В дальнейшем тоже не слышно, чтобы царица влияла на государственные дела Сколько раз она ни изображена и ни поименована, нигде не сыскать и намека на ее государственную деятельность. Не названа Нефр-эт ни разу и в сохранившейся части переписки, ведшейся клинописью на глиняных пластинках между египетским царем и иноземными властителями, зависимыми от него и не зависимыми. В письмах Туша-ратты, царя Междуречья (Митанни), не раз упоминается вдовствующая царица Тэйе, которую он то просит выслать обещанные дары, то молит повлиять на сына, то предлагает ему в советницы как лучшего знатока международных дел его отца. Тэйе даже переписывается с царицей Междуречья. А вот к Нефр-эт не отнести ни одного места в переписке, разве только привет, который главы великих держав шлют обыкновенно женской родне фараона. При этом Тушаратта приветствует поименно Тэйе и Тадухепу, свою дочь, отданную в жены фараону, тогда как Нефр-эт в лучшем случае подразумевается под «прочими женами», которым шлется общий привет. Если отправители посланий слыхали что-нибудь о Нефр-эт, то выделять ее из жен: фараона они, видимо, не чувствовали надобности.
Конечно, подобно другим египетским царицам, Нефр-эт величалась «госпожою Верхнего (и) Нижнего Египтов», «владычицей обеих земель» Ее почитали за «госпожу земли до края ее», за «госпожу женщин всех», звали «большою во дворце» О ней говорили: «скажет она вещь всякую, (и) сотворятся они». Однако все это лишь общие слова, из которых опасно вычитывать что-нибудь о влиянии царицы на ход государственных дел.
Но нам ли жалеть, что такого влияния ее незаметно? Если б она делила ответственность за государственные дела со своим мужем, сохранил ли бы ее образ хотя бы тень своей обаятельной женственности?
Амен-хотп IV был менее всего благодушным мечтателем, каким его слишком поспешно хотели представить некоторые исследователи. Это был грозный властитель, и страшны были расправы, которые он чинил над ослушниками своей воли. Его ревностный слуга, могущественный временщик Туту с ужасной ясностью очертил эту сторону деятельности своего владыки: «творит он силу против не знающего поучения его, жалование (т. е. милость) его знающему его; противник всякий царя (обречен) мраку»; «жалуемый тобою всякий видит его (т. е. солнце) там при восходе, а ненавистный всякий (осужден) на плаху —--», «(под)падет он (очевидно, ослушник царских указаний) мечу, огонь съест плоть [его]». Вещественным следом царской ярости остались то тут, то там на памятниках изглаженное имя, разбитое изображение, замазанное жизнеописание… Гнев фараона постигал не только деятелей предшествующего царствования, но также, и притом едва ли не в большей мере, собственных сподвижников царя, еще недавно облеченных им властью и доверием.

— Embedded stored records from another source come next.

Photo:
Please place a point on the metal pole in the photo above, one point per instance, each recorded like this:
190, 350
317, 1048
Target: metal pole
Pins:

Согбенные спины, раболепно прикованные к нему взоры, хвалебно воздетые руки — вот что видел вокруг себя этот самовластнейший из фараонов. Своим народом он помыкал без малейшего стеснения. Еще в начале царствования «предложено было [(такому-то сановнику)] согнать рабочую силу всякую начиная от йэба (на самом юге Египта) вплоть до Перемуна (на самом севере страны) (и) предводителей войска (несомненно с их подчиненными), чтобы творить повинность большую резьбы камня песчаника, чтобы сотворить солнечный столп большой (богу царя) Ра-Хар-Ахту под именем его как Шов, который (есть) солнце, в Эп-эсове (т. е. в храмовом средоточии старой столицы Нэ подле нынешней деревни Карнак), причем сановники, друзья (царевы), начальники держателей [р]езца (т. е. придворные и начальники резчиков) (были) большими (т. е. руководителями) добычи (?) его (и) перевозки на веслах камней». Если так было поступлено при воздвижении одного только столпа солнцу, то можно себе представить, что происходило, когда в несколько лет на пустом месте вырастала новая столица, большой город с исполинскими каменными храмовыми и дворцовыми зданиями!..

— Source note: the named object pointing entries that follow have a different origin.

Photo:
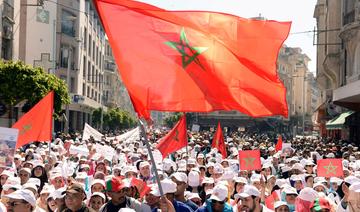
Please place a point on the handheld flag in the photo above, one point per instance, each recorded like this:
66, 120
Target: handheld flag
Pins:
218, 141
278, 146
175, 139
250, 160
36, 124
330, 168
195, 61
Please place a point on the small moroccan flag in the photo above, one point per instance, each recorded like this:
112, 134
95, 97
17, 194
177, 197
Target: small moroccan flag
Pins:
175, 139
36, 124
330, 168
219, 142
195, 61
278, 146
250, 160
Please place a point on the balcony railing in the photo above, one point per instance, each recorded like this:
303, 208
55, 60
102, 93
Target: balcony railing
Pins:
349, 17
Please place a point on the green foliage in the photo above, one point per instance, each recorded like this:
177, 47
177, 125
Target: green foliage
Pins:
21, 82
114, 119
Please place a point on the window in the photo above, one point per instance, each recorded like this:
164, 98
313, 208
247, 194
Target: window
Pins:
85, 38
68, 23
84, 67
89, 70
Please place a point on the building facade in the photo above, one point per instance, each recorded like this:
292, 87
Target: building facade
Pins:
338, 56
65, 38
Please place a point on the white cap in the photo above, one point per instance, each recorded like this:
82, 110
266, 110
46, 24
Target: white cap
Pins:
98, 181
250, 190
218, 169
219, 193
168, 186
308, 194
194, 179
143, 164
180, 176
23, 194
279, 203
290, 190
98, 194
351, 179
208, 180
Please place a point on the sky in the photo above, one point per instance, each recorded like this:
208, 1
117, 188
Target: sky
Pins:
299, 12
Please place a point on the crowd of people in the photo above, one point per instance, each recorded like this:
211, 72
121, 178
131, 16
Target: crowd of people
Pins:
50, 177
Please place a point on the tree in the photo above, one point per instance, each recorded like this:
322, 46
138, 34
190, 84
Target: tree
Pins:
20, 82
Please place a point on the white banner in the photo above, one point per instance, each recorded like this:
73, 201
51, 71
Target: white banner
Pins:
81, 150
89, 131
106, 151
127, 137
8, 138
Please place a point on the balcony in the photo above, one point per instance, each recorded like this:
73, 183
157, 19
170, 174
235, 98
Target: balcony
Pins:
349, 17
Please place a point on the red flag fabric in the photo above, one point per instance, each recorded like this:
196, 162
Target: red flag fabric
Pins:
36, 124
175, 139
278, 146
250, 160
142, 187
195, 61
218, 141
330, 168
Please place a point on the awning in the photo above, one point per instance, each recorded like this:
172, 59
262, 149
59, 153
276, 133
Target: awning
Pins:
338, 122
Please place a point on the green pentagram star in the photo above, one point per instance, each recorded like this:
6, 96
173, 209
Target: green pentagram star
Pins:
249, 160
183, 45
330, 168
25, 128
176, 135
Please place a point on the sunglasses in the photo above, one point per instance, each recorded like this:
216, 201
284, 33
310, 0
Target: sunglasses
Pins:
218, 202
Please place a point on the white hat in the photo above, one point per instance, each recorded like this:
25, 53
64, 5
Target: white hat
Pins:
290, 190
81, 175
297, 166
168, 186
219, 193
7, 173
351, 179
180, 176
30, 186
47, 189
319, 184
218, 169
241, 180
98, 194
143, 164
208, 180
23, 194
308, 194
12, 182
194, 179
249, 190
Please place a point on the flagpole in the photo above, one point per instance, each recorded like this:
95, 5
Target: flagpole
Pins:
151, 157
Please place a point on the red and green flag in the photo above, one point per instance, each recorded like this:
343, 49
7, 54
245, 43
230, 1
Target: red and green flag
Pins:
250, 160
175, 139
219, 142
36, 124
278, 146
330, 168
195, 61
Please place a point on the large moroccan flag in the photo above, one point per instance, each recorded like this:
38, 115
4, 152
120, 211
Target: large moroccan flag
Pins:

Внутренние дела отвлекали внимание Амен-хотпа IV от его иноземных владений. После того как его предки потопили в крови сопротивление в Сирии, Палестине и вверх по Нилу — в Эфиопии, открытые восстания были редки. Все это умеряло воинственность фараона, однако при случае он умел показать иноземцам свои львиные нравы, и «губил рык» его «плоть их, как огонь, (когда) поедает он дерево». Так, подавляя восстание одной из подвластных областей, наместник Эфиопии часть восставших перебил, других — мужчин и женщин — забрал в плен, прихватив, разумеется, их скот. В египетскую неволю шли толпами мужчины, женщины, дети из порабощенных южных и северных стран.